President Donald Trump and an order of pro-life nuns achieved a solid victory at the United States Supreme Court on Wednesday as the high court ruled that the Trump administration acted within its authority to provide an exemption to the Affordable Care Act (Obamacare) for the Little Sisters of the Poor, a group of Catholic nuns who have been at the center of a national debate over faith vs. Obamacare.

This ruling means the sisters will not have to violate their religious beliefs and can opt-out of the Obamacare provision that requires employers to provide contraception coverage to their employees.

The court ruled 7-2 in favor of the Trump administration and the Catholic charity. Chief Justice John Roberts voted with the conservative majority. “For over 150 years, the Little Sisters have engaged in faithful service and sacrifice, motivated by a religious calling to surrender all for the sake of their brother,” Justice Clarence Thomas wrote in the majority opinion. “But for the past seven years, they —like many other religious objectors who have participated in the litigation and rulemakings leading up to today’s decision— have had to fight for the ability to continue in their noble work without violating their sincerely held religious beliefs. We hold today that the Departments had the statutory authority to craft that exemption, as well as the contemporaneously issued moral exemption. We further hold that the rules promulgating these exemptions are free from procedural defects.”

Justice Ruth Bader Ginsburg wrote for the extreme minority, “Today, for the first time, the Court casts totally aside countervailing rights and interests in its zeal to secure religious rights to the nth degree. Destructive of the Women’s Health Amendment, this Court leaves women workers to fend for themselves, to seek contraceptive coverage from sources other than their employer’s insurer, and, absent another available source of funding, to pay for contraceptive services out of their own pockets.” Justice Sonia Sotomayor is the other dissenter.

The Catholic nuns had previously commented, “We dedicate our lives to this because we believe in the dignity of every human life at every stage of life from conception until natural death. So, we’ve devoted our lives —by religious vows— to caring for the elderly. And, we literally are by their bedside holding their hand as they pass on to eternal life. So, it’s unthinkable for us, on the one way, to be holding the hand of the dying elderly, and on the other hand, to possibly be facilitating the taking of innocent unborn life.”

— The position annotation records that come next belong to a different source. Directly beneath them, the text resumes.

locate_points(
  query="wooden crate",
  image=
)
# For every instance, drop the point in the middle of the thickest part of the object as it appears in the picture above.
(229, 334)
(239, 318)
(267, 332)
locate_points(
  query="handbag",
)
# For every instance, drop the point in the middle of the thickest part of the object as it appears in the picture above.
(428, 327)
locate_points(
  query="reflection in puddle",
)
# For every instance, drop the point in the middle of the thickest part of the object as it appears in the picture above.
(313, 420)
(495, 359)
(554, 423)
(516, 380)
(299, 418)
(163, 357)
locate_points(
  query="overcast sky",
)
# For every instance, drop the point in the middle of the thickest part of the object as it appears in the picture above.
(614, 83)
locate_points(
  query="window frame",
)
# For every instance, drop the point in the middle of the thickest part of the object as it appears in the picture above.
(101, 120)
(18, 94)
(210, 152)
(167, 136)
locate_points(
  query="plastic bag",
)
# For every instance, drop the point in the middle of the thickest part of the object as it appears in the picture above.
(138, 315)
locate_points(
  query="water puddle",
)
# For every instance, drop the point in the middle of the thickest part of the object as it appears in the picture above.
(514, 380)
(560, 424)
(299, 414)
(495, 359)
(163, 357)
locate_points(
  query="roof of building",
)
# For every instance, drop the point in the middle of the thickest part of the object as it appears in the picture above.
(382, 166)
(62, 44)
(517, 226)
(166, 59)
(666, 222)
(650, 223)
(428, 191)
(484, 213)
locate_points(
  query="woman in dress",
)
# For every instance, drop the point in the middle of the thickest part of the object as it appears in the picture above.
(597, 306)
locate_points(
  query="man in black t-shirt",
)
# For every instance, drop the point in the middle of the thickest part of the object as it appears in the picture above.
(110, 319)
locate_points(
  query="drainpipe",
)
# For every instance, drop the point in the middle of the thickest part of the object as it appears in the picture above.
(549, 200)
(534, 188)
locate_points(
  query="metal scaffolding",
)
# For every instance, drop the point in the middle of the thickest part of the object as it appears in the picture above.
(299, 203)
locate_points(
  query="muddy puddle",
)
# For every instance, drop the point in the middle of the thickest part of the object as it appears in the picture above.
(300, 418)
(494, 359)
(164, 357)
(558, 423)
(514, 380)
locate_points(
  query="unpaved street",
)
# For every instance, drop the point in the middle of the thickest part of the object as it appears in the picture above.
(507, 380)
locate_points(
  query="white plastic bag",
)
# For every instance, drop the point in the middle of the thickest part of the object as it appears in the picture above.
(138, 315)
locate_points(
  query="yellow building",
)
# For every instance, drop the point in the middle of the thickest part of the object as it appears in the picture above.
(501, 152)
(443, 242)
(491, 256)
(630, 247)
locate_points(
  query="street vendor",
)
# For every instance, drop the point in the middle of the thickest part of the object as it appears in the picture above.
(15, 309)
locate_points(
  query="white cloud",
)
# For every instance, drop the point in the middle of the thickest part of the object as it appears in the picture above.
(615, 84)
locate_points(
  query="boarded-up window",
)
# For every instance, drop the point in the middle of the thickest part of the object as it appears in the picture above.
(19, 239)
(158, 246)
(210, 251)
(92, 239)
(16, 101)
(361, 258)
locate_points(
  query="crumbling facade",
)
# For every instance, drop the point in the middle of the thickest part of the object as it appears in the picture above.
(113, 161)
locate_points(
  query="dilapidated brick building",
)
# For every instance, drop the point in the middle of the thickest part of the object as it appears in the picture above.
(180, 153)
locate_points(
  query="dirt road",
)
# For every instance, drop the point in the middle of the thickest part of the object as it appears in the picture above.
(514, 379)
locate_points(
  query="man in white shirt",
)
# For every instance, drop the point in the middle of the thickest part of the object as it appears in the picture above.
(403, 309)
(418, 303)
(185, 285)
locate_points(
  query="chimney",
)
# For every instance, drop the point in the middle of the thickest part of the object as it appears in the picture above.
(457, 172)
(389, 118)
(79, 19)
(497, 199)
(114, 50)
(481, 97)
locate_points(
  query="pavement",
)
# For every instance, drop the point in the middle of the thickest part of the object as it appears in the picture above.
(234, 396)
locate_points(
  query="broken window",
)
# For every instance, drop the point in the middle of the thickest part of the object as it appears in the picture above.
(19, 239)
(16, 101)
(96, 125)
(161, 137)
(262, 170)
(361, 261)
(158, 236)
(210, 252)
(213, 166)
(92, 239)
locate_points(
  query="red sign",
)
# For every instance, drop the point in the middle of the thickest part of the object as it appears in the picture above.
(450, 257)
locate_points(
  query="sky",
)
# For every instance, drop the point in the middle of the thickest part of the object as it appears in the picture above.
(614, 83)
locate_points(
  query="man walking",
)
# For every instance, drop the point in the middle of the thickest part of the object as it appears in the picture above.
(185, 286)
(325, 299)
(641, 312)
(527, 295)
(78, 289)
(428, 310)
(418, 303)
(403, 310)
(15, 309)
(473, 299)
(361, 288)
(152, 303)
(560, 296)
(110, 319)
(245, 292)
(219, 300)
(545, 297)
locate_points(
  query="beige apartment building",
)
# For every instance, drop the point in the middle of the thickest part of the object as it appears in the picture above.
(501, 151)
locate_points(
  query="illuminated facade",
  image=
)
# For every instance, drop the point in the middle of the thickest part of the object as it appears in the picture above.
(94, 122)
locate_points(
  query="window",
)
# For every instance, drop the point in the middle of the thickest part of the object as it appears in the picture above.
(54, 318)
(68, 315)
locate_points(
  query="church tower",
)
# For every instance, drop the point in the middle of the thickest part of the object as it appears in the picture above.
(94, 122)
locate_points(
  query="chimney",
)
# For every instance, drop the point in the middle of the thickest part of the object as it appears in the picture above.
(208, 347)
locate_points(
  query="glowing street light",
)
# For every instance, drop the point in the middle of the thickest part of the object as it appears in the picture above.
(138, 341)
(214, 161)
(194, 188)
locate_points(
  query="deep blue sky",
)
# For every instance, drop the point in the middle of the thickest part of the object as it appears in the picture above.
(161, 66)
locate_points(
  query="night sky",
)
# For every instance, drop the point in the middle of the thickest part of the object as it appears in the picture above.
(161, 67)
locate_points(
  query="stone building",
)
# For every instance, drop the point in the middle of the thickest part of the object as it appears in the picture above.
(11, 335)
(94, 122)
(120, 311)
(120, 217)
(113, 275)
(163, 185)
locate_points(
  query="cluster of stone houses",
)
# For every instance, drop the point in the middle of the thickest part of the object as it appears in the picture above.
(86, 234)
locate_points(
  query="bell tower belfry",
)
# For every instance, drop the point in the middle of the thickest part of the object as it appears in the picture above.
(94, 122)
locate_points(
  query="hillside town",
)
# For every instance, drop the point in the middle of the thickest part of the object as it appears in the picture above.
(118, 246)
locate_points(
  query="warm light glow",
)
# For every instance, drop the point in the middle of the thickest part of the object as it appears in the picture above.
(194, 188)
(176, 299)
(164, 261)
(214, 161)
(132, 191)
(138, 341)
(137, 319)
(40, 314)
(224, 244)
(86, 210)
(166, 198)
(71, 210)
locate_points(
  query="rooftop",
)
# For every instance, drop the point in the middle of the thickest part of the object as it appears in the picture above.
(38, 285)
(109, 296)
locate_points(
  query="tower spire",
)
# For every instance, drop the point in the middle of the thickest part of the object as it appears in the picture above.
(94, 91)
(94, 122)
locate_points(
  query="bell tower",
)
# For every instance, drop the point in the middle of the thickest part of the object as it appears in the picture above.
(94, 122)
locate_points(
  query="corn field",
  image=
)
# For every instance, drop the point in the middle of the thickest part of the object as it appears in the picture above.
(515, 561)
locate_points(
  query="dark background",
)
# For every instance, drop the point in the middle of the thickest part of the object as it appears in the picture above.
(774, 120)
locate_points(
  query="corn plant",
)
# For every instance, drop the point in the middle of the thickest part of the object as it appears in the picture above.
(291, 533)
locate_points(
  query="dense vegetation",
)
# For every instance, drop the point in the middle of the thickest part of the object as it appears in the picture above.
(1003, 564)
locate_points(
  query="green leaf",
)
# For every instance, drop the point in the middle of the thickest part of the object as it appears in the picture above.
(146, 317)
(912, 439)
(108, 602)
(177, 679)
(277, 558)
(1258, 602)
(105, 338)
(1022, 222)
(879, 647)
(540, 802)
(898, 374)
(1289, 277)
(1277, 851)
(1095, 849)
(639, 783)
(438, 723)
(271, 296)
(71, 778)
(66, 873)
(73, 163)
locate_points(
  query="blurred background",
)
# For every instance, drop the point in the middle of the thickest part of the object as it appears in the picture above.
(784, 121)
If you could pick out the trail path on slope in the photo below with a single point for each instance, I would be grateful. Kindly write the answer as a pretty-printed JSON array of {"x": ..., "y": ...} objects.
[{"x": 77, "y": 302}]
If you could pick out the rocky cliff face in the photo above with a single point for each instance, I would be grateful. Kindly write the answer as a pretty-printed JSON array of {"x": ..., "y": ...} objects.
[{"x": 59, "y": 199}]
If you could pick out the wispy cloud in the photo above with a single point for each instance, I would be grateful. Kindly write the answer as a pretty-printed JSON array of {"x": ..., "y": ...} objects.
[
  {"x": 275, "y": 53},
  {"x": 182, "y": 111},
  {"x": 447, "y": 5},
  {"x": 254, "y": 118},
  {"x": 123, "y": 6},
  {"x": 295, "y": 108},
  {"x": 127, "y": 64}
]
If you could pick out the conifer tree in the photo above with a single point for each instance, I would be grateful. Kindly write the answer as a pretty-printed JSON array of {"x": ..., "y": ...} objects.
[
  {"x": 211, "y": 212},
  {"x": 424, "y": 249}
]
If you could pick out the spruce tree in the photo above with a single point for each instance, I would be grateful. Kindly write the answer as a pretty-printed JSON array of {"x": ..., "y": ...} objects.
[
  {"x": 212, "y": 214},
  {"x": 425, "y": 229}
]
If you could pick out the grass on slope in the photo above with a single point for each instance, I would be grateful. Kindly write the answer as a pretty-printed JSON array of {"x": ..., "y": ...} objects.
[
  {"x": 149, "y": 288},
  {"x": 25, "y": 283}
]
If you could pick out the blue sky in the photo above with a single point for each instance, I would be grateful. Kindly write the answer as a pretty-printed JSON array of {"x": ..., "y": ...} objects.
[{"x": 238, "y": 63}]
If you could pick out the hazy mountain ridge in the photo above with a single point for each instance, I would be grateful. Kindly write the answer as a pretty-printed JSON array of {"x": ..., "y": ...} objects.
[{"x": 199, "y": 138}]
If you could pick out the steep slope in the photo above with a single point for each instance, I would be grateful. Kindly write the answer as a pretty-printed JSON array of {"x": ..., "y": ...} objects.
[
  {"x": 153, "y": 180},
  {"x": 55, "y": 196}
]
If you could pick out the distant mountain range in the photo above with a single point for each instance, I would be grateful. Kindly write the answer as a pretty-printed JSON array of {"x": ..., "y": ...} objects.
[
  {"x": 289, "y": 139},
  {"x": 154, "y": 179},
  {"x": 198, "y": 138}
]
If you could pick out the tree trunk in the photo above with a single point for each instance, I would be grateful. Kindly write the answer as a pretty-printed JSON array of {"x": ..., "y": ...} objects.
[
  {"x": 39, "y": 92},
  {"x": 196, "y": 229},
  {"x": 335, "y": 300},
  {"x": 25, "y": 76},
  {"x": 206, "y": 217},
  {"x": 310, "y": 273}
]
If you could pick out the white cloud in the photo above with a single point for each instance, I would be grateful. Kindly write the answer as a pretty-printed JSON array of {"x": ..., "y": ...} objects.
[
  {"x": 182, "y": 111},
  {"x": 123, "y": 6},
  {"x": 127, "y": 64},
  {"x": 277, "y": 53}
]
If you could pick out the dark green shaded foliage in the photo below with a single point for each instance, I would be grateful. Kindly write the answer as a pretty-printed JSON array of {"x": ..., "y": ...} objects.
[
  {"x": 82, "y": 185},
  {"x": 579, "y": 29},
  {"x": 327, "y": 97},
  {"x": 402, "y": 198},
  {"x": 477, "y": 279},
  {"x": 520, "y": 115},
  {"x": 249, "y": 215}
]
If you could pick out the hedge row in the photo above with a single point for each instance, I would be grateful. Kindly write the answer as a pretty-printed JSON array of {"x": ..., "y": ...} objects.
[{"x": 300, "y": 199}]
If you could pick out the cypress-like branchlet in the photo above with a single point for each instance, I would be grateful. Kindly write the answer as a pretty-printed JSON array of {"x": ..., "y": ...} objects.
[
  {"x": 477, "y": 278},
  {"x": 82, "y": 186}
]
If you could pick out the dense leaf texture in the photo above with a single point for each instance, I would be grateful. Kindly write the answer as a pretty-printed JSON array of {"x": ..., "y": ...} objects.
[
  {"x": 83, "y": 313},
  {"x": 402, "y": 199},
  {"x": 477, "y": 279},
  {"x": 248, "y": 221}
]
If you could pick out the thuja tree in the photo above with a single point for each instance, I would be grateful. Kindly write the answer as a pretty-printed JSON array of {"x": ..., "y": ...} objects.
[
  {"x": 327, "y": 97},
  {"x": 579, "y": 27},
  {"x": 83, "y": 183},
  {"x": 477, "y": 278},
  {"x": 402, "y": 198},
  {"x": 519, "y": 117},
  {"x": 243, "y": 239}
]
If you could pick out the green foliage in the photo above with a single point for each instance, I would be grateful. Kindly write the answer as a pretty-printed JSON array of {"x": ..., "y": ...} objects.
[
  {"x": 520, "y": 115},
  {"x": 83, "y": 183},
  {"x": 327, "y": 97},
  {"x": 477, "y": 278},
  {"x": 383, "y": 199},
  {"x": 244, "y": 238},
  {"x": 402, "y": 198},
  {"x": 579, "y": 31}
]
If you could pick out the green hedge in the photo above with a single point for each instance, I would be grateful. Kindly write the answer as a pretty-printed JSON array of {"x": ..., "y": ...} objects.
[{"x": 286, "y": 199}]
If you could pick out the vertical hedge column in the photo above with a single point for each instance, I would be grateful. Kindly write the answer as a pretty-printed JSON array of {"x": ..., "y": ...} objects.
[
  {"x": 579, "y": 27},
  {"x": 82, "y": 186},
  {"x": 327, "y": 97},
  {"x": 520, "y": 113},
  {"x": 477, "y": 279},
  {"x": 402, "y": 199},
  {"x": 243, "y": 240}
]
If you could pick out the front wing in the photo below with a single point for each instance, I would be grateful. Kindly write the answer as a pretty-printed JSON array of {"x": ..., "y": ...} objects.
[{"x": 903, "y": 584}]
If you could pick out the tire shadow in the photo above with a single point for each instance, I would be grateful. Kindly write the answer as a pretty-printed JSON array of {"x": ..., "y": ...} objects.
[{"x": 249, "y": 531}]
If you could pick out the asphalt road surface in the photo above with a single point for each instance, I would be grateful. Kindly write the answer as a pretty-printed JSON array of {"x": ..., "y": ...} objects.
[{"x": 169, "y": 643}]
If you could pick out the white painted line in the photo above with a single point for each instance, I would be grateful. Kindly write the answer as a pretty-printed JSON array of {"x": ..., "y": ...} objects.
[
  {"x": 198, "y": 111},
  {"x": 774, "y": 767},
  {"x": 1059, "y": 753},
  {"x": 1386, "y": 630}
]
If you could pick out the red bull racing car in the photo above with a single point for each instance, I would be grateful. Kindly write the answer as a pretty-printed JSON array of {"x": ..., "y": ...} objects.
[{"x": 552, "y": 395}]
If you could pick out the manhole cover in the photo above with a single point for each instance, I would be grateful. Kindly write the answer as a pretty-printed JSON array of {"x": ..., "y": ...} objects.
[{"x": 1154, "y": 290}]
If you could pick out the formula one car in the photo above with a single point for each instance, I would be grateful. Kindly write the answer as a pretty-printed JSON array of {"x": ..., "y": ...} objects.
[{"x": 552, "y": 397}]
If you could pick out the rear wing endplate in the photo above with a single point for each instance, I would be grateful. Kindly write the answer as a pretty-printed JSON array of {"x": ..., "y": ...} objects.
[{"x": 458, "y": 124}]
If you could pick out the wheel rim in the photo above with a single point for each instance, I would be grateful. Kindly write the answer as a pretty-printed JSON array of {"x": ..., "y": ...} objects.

Conservatives hailed the decision. Judicial Crisis Network Vice President and Senior Counsel Frank Scaturro tweeted, “It is outrageous that the Obama administration forced a group of nuns to violate their religious beliefs in the first place. The Court’s decision today upholding that exemption is a victory for freedom of religion and conscience—for the Little Sisters and for everyone. Let’s be thankful that the Little Sisters’ ordeal in court has finally ended.”

Liberals bitterly criticized the decision. “This is a shameful decision from the Supreme Court,” said Bridgitte Amiri, the deputy director of the ACLU’s Reproductive Freedom Project. “Religious liberty is a fundamental right, but it does not grant a license to discriminate. Denying employees and students coverage for birth control will limit their ability to decide whether and when to have a family and make other decisions about their futures. And it will exacerbate existing inequalities, falling hardest on people with the fewest resources and people of color.”

But Marjorie Dannenfelser, the president of the pro-life Susan B. Anthony List, successfully countered the ACLU: “Today is a major victory for President Trump, who has courageously fought to protect the Little Sisters of the Poor from the Obama-Biden HHS abortifacient mandate. We commend President Trump for standing strong for the Little Sisters of the Poor – his record stands in stark contrast to that of Joe Biden, who helped launch this assault as Obama’s Vice President nearly a decade ago.”